The following boot sequence applies to the BCM2837 and BCM2837B0 based models of Raspberry Pi only. On models prior to this, the Raspberry Pi will try SD card boot, followed by USB device mode boot. For the Raspberry Pi 4 boot sequence please see the Raspberry Pi 4 boot flow section.

USB boot defaults on the Raspberry Pi 3 will depend on which version is being used. See this page for information on enabling USB boot modes when not enabled by default.

When the BCM2837 boots, it uses two different sources to determine which boot modes to enable. Firstly, the OTP (one-time programmable) memory block is checked to see which boot modes are enabled. If the GPIO boot mode setting is enabled, then the relevant GPIO lines are tested to select which of the OTP-enabled boot modes should be attempted. Note that GPIO boot mode can only be used to select boot modes that are already enabled in the OTP. See GPIO boot mode for details on configuring GPIO boot mode. GPIO boot mode is disabled by default.

Next, the boot ROM checks each of the boot sources for a file called bootcode.bin; if it is successful it will load the code into the local 128K cache and jump to it.

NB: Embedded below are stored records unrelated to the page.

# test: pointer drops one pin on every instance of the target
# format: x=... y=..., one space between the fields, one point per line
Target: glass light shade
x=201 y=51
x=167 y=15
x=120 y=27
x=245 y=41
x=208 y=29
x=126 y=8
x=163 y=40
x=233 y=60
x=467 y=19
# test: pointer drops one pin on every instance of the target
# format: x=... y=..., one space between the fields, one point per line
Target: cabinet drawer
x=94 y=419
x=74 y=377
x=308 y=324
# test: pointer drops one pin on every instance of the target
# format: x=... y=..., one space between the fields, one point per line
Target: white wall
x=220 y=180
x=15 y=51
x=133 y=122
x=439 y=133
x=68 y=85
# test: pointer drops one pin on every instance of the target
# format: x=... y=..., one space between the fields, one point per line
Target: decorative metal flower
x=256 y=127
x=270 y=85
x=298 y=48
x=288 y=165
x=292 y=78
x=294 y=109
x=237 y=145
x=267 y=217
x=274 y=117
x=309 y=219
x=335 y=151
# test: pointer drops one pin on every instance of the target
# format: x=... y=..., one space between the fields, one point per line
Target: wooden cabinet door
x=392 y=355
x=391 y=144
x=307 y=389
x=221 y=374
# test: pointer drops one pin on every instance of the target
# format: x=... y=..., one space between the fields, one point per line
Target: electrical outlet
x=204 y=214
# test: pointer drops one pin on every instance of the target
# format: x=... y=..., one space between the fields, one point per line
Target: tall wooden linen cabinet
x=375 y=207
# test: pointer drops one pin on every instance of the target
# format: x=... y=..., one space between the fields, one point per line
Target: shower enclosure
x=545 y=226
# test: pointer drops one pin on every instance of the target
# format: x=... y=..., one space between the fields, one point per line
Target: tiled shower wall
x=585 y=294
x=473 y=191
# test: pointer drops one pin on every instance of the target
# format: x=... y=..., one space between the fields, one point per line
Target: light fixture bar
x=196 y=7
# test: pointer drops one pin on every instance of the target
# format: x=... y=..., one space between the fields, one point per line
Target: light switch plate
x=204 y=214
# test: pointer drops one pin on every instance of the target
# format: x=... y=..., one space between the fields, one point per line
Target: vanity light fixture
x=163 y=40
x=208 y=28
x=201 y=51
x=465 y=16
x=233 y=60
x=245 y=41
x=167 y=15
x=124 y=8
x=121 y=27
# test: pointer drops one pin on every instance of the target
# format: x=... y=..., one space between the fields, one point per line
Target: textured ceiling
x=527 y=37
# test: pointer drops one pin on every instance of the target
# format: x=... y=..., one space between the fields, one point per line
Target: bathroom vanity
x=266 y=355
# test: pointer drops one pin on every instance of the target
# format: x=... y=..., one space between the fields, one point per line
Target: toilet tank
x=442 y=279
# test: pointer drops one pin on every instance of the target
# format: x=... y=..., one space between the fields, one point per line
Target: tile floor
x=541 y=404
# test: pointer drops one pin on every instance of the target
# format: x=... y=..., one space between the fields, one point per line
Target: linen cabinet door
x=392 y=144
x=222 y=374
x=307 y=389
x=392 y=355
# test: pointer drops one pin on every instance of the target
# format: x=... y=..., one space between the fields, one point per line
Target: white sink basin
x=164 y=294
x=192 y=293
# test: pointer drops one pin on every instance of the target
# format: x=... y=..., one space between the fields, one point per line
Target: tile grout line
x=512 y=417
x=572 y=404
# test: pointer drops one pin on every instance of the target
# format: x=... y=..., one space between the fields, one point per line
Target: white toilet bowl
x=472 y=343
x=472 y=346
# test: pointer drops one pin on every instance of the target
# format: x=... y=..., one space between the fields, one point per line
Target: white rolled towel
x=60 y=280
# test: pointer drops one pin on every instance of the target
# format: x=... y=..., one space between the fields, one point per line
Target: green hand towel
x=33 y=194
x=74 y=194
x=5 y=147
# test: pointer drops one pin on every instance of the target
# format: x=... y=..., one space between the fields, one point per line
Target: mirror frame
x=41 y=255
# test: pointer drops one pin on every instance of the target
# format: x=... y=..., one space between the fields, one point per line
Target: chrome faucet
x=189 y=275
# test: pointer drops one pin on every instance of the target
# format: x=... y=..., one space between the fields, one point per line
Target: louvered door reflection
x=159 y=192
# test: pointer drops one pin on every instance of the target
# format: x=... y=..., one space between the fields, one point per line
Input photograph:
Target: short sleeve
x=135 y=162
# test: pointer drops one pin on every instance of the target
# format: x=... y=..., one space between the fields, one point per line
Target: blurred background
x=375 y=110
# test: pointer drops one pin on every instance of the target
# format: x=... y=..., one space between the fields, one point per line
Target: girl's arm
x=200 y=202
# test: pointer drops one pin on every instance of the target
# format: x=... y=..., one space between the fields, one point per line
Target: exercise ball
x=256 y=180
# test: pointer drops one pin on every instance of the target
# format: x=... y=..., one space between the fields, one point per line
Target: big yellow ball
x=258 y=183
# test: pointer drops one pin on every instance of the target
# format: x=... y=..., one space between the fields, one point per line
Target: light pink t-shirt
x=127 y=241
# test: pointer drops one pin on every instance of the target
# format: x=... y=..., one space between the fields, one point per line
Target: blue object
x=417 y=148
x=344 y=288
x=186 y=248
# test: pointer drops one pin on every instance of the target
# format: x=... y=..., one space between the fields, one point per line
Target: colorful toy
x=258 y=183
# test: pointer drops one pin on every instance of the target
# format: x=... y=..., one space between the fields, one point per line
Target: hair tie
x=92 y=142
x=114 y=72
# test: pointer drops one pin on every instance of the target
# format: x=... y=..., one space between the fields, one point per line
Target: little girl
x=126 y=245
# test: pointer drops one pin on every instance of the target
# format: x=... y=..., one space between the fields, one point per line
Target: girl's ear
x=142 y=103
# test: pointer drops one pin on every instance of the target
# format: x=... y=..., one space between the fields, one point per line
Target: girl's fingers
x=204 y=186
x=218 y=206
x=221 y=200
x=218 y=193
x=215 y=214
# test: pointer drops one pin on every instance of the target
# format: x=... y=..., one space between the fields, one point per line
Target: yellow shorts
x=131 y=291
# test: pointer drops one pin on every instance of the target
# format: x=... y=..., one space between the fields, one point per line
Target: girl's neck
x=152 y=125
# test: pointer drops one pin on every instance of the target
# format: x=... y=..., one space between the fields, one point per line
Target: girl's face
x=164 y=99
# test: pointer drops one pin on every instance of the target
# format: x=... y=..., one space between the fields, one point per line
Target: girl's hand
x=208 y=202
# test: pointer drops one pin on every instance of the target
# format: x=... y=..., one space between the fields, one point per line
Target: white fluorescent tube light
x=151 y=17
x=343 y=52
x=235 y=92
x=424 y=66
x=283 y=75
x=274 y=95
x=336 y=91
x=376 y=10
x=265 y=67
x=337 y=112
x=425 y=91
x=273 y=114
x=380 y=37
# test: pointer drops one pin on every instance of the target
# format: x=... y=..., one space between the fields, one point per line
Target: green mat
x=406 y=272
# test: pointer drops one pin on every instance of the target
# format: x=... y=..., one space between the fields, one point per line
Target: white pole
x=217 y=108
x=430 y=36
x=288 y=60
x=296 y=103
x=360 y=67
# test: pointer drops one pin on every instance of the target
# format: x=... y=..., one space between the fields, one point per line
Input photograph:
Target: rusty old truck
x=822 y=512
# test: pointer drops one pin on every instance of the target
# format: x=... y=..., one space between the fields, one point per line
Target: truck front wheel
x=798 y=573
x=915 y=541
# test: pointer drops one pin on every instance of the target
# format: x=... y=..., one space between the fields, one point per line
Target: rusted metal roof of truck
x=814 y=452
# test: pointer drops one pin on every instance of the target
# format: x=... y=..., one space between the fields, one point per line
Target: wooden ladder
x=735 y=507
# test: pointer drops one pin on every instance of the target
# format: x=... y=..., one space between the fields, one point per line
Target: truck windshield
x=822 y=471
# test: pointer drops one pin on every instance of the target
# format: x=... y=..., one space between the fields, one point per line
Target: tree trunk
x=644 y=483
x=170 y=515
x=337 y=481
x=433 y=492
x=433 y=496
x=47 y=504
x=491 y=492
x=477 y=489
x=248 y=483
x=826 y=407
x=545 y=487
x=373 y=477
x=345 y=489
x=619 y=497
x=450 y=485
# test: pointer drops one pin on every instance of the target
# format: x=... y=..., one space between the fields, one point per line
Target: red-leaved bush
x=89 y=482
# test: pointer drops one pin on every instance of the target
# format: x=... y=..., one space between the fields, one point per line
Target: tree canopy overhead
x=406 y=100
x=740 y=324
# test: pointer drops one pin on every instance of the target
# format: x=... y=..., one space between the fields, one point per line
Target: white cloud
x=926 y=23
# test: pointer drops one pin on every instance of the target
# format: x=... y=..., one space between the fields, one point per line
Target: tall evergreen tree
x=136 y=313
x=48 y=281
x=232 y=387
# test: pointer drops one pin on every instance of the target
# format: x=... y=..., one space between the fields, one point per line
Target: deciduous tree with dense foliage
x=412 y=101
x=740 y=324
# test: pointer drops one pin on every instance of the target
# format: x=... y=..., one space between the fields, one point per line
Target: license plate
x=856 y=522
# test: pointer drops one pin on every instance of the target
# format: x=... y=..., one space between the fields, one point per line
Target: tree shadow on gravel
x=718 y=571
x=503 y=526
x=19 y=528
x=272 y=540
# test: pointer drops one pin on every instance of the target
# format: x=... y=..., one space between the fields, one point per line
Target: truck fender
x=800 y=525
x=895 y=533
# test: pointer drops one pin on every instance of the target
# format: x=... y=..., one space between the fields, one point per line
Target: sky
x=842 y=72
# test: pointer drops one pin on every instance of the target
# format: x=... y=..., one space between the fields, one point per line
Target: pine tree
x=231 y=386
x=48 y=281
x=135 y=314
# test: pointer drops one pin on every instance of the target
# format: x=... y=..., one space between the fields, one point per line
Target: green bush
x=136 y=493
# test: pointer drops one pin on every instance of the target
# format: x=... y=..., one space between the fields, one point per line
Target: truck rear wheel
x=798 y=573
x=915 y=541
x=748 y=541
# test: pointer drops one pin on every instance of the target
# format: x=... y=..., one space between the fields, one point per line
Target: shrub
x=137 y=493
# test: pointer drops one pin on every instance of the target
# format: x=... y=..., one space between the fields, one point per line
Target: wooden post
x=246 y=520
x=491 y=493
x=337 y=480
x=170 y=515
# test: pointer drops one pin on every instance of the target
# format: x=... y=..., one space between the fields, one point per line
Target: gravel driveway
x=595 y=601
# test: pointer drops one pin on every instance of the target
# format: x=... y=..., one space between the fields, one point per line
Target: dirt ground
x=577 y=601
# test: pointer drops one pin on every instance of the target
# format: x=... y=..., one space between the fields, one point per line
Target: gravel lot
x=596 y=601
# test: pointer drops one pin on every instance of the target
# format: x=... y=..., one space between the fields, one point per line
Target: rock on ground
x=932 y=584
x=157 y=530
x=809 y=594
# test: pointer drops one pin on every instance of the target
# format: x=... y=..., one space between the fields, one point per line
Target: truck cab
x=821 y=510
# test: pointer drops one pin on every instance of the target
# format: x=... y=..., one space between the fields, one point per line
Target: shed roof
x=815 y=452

The overall boot mode process is as follows:

If there is no SD card inserted, the SD boot mode takes five seconds to fail. To reduce this and fall back to USB more quickly, you can either insert an SD card with nothing on it or use the GPIO bootmode OTP setting described above to only enable USB.

The default pull for the GPIOs is defined on page 102 of the ARM Peripherals datasheet. If the value at boot time does not equal the default pull, then that boot mode is enabled.

USB enumeration is a means of enabling power to the downstream devices on a hub, then waiting for the device to pull the D+ and D- lines to indicate if it is either USB 1 or USB 2. This can take time: on some devices it can take up to three seconds for a hard disk drive to spin up and start the enumeration process. Because this is the only way of detecting that the hardware is attached, we have to wait for a minimum amount of time (two seconds). If the device fails to respond after this maximum timeout, it is possible to increase the timeout to five seconds using program_usb_boot_timeout=1 in config.txt.

The LAN951x is detected using the Vendor ID 0x0424 and Product ID 0xec00: this is different to the standalone LAN9500 device, which has a product ID of 0x9500 or 0x9e00. To use the standalone LAN9500, an I2C EEPROM would need to be added to change these IDs to match the LAN951x.

The primary SD card boot mode is, as standard, set to be GPIOs 49-53. It is possible to boot from the secondary SD card on a second set of pins, i.e. to add a secondary SD card to the GPIO pins. However, we have not yet enabled this ability.

The USB device boot mode is enabled by default at the time of manufacture, but the USB host boot mode is only enabled with program_usb_boot_mode=1. Once enabled, the processor will use the value of the OTGID pin on the processor to decide between the two modes. On any Raspberry Pi Model B / B+, the OTGID pin is driven to "0" and therefore will only boot via host mode once enabled (it is not possible to boot through device mode because the LAN951x device is in the way).

The USB will boot as a USB device on the Raspberry Pi Zero or Compute Module if the OTGID pin is left floating (when plugged into a PC for example), so you can "squirt" the bootcode.bin into the device. The usbboot code for doing this is available on Github.